野崎 ロンドンで流行りに火をつけたのは、確かにアサヒビールと三井物産の合弁でした。だから、アニメの文化で誰が担い手になるべきなのかをちょっとお聞きできたらと思います。
高城 わかりました。回転寿司の話と一緒にすると余りよくないのですが、回転寿司は香港の人が世界中に持っていっている。日本人だけが持っていっているわけではなくて、実際香港の人が随分持っていっています。回転寿司の話はさておき、大切なのはブランディングもそうですが、目利きをどう育てるかということです。海苔があります。海苔に「京都」と書くだけで定価は1.5倍になります。ブランドというのはそういうものなのです。「京都」と書くだけでいいのです。京都は言わば目利きの集合体だったわけです。目利きは何かということを、これからお話ししたいと思っています。

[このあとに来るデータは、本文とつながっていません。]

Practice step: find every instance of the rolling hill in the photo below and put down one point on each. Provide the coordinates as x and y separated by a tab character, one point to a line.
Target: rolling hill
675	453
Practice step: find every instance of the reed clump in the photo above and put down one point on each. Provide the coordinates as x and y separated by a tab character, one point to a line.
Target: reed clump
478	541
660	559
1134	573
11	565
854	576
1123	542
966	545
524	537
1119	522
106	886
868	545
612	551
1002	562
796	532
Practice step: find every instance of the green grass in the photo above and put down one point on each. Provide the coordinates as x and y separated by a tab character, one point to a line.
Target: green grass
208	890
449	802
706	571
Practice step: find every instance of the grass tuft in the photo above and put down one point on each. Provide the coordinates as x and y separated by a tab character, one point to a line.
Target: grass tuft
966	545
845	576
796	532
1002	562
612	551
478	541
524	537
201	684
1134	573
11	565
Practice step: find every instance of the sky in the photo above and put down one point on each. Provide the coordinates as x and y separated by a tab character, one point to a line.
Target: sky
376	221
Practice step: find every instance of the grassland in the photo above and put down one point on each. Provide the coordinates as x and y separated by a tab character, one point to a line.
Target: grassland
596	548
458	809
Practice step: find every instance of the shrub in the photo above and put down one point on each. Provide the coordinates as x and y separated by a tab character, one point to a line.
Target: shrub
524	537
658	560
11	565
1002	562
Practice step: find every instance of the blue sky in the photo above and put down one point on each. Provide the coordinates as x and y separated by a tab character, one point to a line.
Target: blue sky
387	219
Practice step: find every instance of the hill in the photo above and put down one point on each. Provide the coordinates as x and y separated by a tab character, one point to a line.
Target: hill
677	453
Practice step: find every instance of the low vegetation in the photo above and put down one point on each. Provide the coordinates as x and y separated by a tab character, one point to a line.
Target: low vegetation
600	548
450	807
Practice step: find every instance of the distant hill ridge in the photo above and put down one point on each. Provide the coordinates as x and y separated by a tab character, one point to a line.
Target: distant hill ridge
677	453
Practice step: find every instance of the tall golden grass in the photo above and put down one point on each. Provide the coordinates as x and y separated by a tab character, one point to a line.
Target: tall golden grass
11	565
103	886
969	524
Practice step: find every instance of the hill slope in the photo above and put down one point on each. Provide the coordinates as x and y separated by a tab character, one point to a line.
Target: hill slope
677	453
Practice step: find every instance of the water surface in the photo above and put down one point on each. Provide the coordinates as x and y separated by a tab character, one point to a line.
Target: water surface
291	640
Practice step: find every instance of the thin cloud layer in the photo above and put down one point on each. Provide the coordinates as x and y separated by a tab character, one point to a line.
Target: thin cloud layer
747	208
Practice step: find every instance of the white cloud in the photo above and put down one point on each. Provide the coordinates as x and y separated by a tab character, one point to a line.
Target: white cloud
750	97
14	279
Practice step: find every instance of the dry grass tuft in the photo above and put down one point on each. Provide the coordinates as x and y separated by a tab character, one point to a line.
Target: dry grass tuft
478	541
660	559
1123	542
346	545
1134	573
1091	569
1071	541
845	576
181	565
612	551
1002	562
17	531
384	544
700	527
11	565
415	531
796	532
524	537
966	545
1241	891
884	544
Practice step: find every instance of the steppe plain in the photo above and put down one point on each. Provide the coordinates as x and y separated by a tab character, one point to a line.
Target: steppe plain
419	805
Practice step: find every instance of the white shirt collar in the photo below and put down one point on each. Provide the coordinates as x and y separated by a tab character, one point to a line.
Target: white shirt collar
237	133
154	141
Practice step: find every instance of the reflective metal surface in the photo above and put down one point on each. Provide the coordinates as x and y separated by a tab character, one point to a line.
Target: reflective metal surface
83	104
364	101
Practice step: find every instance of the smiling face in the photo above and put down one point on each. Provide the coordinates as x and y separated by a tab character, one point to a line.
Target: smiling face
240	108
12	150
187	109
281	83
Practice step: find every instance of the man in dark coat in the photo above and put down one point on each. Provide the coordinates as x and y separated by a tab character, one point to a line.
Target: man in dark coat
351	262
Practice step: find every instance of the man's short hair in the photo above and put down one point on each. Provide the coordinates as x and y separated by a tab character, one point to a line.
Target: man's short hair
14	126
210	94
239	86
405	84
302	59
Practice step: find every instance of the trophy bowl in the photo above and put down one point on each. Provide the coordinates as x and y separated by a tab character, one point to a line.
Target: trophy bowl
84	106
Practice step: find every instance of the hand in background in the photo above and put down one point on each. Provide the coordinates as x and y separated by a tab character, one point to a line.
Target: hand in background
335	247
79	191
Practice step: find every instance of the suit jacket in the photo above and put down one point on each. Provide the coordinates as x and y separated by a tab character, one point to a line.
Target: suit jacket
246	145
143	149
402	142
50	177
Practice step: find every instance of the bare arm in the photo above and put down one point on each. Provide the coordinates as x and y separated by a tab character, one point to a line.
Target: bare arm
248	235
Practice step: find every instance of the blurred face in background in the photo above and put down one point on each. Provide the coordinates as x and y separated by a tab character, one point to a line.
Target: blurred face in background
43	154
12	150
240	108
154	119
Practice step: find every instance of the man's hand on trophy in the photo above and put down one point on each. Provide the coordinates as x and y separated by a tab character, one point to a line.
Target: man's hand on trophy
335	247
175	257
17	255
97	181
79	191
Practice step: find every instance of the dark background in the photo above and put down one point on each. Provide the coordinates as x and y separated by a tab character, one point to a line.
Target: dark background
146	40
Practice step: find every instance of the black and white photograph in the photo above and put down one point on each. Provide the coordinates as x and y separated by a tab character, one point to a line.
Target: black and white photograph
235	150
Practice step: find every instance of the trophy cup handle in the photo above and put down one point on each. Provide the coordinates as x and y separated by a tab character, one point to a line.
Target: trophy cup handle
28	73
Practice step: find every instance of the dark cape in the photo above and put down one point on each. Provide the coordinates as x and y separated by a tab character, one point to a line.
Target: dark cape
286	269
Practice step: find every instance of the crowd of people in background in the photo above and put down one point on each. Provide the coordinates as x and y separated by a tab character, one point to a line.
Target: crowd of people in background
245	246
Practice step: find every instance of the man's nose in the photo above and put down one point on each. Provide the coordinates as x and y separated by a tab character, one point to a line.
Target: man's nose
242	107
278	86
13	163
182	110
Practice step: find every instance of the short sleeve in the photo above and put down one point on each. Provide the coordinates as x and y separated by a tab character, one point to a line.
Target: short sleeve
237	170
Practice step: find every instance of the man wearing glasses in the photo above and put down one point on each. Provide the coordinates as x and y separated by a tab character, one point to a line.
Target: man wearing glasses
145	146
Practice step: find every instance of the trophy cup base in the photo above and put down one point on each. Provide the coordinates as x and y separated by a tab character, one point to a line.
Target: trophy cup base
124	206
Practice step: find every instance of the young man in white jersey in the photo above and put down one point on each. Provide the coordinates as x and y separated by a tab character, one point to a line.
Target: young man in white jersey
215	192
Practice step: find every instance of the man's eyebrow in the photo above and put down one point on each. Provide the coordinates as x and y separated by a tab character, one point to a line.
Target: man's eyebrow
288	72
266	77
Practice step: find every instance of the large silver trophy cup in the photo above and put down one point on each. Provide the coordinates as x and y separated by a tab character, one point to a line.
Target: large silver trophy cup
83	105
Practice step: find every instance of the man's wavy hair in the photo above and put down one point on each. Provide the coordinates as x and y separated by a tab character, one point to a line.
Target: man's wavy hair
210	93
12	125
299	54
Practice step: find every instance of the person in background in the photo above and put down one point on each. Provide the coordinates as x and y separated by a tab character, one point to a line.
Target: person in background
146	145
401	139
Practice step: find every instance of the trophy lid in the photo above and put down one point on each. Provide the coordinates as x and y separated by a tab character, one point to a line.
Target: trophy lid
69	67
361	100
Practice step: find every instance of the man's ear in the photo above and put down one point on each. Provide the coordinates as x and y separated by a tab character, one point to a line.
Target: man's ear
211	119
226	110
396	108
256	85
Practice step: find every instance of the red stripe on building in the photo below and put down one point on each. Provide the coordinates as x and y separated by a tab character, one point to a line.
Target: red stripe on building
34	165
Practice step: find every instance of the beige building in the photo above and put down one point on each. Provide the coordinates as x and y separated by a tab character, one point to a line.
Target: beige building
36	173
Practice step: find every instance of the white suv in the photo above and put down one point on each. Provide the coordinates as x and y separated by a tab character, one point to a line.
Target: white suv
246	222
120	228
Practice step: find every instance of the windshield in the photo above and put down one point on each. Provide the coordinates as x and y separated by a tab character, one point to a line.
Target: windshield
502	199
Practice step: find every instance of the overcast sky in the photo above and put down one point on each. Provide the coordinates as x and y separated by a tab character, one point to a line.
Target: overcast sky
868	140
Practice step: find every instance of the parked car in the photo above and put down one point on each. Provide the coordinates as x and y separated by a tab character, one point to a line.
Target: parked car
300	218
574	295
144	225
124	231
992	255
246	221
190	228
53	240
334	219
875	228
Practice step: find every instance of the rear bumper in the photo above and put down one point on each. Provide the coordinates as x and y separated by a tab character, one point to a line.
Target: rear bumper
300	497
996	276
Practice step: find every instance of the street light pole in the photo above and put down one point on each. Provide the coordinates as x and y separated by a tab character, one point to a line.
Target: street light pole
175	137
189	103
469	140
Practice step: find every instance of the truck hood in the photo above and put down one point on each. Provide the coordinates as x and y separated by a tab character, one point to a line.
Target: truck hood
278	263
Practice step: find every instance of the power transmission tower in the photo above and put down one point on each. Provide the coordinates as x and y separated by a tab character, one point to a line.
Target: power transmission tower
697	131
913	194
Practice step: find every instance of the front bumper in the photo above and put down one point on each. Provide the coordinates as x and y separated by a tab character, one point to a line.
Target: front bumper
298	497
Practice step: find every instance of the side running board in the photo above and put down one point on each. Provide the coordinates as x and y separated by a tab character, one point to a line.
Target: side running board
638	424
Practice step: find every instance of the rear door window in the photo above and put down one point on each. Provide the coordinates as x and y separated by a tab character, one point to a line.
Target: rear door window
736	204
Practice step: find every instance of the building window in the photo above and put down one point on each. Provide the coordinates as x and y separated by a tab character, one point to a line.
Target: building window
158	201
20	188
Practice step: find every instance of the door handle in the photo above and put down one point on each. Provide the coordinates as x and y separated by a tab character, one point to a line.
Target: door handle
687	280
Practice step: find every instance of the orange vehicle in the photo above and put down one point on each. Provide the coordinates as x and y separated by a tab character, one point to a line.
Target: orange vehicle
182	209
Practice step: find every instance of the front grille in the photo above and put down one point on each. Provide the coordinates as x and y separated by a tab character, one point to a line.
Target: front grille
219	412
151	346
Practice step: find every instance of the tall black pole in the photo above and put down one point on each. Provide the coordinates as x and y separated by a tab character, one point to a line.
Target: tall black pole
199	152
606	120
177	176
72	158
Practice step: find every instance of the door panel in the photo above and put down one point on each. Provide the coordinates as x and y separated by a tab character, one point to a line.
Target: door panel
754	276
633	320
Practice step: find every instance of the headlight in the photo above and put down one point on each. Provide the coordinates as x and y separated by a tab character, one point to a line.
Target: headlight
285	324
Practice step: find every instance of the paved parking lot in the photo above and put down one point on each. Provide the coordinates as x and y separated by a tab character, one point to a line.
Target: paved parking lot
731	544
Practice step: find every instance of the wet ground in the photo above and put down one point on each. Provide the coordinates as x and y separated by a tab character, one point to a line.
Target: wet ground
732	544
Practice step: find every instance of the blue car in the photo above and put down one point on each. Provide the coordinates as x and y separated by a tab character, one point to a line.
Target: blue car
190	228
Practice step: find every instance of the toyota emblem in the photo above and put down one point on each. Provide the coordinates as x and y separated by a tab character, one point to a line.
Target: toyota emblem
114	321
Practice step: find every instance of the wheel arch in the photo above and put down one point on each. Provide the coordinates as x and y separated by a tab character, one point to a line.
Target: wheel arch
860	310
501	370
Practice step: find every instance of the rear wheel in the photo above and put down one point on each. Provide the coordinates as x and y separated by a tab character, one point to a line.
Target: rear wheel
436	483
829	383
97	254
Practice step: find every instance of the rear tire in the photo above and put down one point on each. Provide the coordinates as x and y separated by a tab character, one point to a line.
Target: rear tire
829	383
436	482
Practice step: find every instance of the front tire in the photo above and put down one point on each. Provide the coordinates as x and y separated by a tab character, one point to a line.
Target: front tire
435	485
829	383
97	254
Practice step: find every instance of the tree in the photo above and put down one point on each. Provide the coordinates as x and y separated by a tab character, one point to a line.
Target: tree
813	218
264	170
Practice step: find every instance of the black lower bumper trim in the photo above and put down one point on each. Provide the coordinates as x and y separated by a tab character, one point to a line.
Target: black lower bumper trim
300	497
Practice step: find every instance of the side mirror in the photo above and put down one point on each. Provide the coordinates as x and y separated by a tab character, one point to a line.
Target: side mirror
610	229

目利きとは一体何か。僕らの仕事では、コンテンツ業界でよくこういうことをやります。「小室哲哉以前」、「小室哲哉以後」とよく言われるわけです。小室哲哉以前の音楽プロデューサーは一体誰ですか。よく知らないのですが、服部何とか先生ですか。小室哲哉以前で音楽プロデューサーはほとんど思い浮かばないのです。小室哲哉が初めてプロデューサーというものをちゃんと世の中におさめたわけです。小室哲哉の仕事というのは基本的には目利きです。そこら辺にいるB級タレントを拾ってきて、ここら辺に転がっているはやりの音楽を拾ってきて、この辺のグラフィックスをつけて売るという目利きの仕事なわけです。そうやって考えると、今目利きというのは音楽以外のありとあらゆるジャンルで非常に活躍しています。
例えばファッションデザイナーよりも、皆スタイリストになりたいわけです。スタイリストは自分で服を作りません。目利きです。ミュージシャンになりたいのではなくて、DJやプロデューサーになりたい。すなわちレコードをつないでいく人です。そういう目利きが今非常にポイントなのです。我々のこのアニメの業界、マンガの業界では雑誌の編集者だったり、アニメの業界で言えばプロデューサーの仕事であったりするわけですが、それは小室哲哉の仕事を見てもわかるように、音楽業界だけで成立させるのではなくて、ファッションのいいところ、アイドルや芸能界のいいところ、海外の音楽を混ぜてプロデュースします。